Actually, that’s too strong. Olbermann’s leftism is of the 1960s variety. The old left of the early 20th century was a false religion, believing in the inexorable historical evolution that would birth socialism. It was a belief system. The 1960s left became more about personal and cultural issues without much concern for the future. It didn’t as much know what it was for as what it was against. As James Piereson explores in his great book “Camelot and the Cultural Revolution: How the Assassination of John F. Kennedy Shattered American Liberalism,” after the murder of John F. Kennedy American liberalism became what American conservatism in the 1950s had been — aggrieved, paranoid, backward-looking. Piereson argues that this stemmed from the guilt that liberals felt at the fact that Kennedy was killed not by a right-winger, but by a communist. Instead of fingering the real culprit — the very communism they had been soft on — liberals blamed the death on the “fanatical” right. They turned Kennedy into a civil rights martyr instead of a cold warrior. And for the last 40 years they have been not as much proposing a coherent philosophy about the human person and what makes a good life as raging against the chimera of the boogeyman right. Combine that with the kind of lack of inner self explored in Christopher Lasch’s landmark 1979 book “The Culture of Narcissism,” and you have, well, Keith Olbermann — raging, paranoid, defensive, with an outsized idea of self to make up for his lack of a strong inner self. And a deep, deep paranoia about conservatives.

Someone with that kind of mentality and those kinds of issues is not often a very honest or honorable person. In “The Culture of Narcissism,” Lasch noted that the narcissist personality has an oversized notion of not just his enemies, but anyone who contradicts him — they become monsters, not human beings. Reason does not come into play.
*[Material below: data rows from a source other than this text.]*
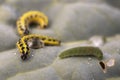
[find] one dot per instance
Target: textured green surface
(71, 21)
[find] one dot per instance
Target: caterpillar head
(26, 32)
(24, 56)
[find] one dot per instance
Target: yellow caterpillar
(23, 24)
(31, 17)
(23, 46)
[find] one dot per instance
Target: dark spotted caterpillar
(82, 51)
(22, 26)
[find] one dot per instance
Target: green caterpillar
(82, 51)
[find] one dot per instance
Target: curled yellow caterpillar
(31, 17)
(23, 45)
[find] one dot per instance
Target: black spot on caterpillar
(24, 47)
(82, 51)
(31, 17)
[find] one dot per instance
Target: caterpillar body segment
(82, 51)
(31, 17)
(39, 41)
(23, 49)
(45, 39)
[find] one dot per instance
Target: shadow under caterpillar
(82, 51)
(24, 47)
(37, 41)
(31, 17)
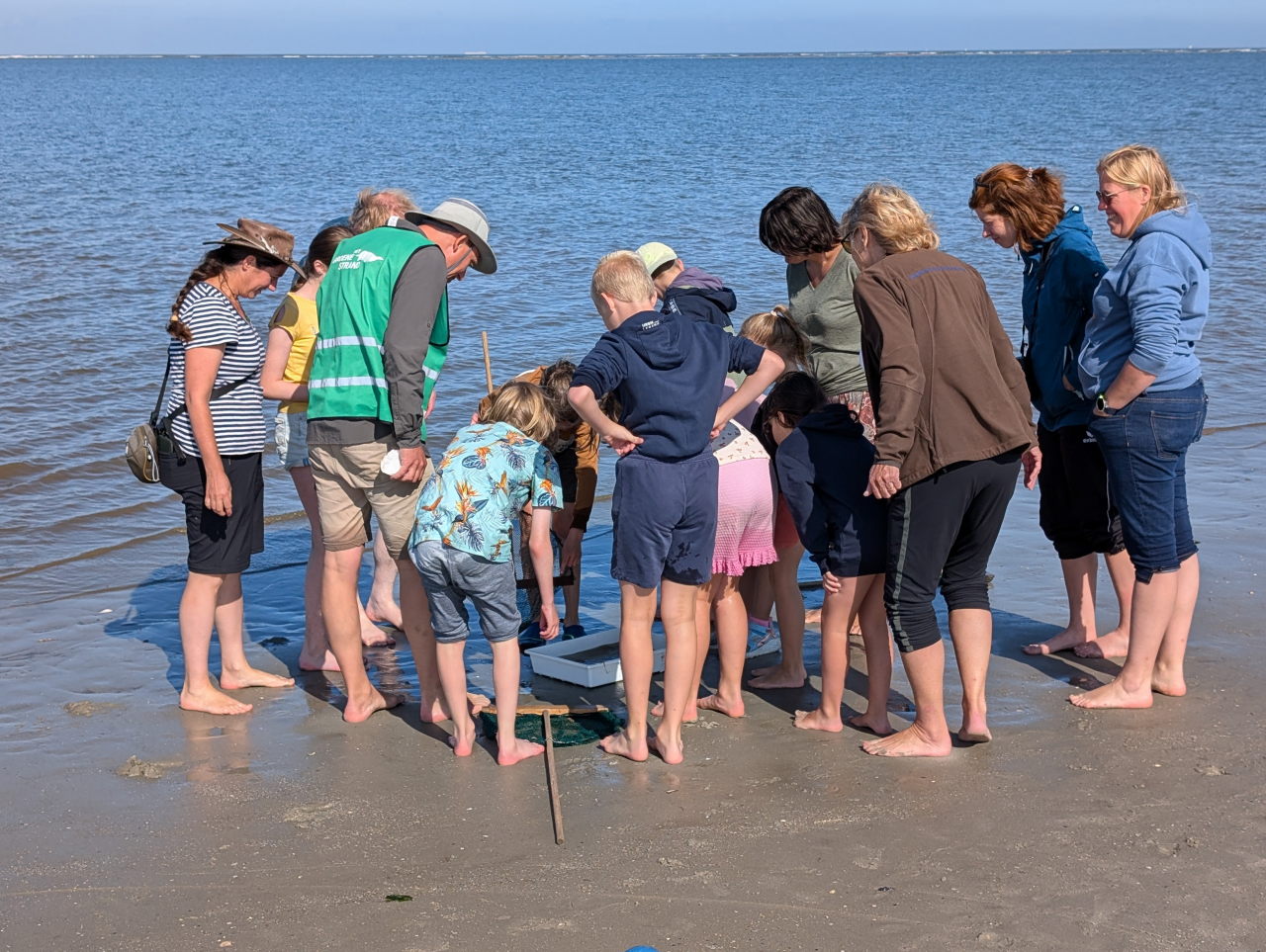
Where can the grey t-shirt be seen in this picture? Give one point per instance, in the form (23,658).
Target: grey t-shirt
(828,318)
To Olbermann — and his sidekick Rachel Maddow — conservatives are a menagerie of dangerous freaks, incapable of human reason or decency. I mean, why even have one on the show?

This is a betrayal of the very values that Olbermann so eloquently laid out in his response to Koppel. Say what you will about Bill O’Reilly, he at least lets liberals on his show — indeed, he seems eager to go on places like “The View” to mix things up with the left. O’Reilly is also, most of the time, a reasonable person with a working conscience. His argument against drug legalization is that there are already enough toxins in our lives, and more will not be beneficial to the common good. His question as to why, after gay marriage, three or four or ten people cannot get married has yet to be answered. And his simple factual statement that Muslims were responsible for 9/11 was met with the kind of childish explosion of rage that one read about in clinical psychiatric journals — or “The Culture of Narcissism.” For Keith Olbermann, facts don’t matter. In a conscience that has been warped by leftism, certain things are beyond argument: gay marriage and abortion are good. As are high taxes, larger government, and peace no matter what the costs. Conservatives are evil. The Nation said it, I believe it, and that settles it.

That’s what was so bizarre about Olbermann’s response to Koppel. Here we had a man laying out a case with sharp reason. Yet he will continue to ignore his own advice.

Mark Gauvreau Judge is the author of several books, including Damn Senators and God and Man at Georgetown Prep. His articles and essays have appeared in various publications.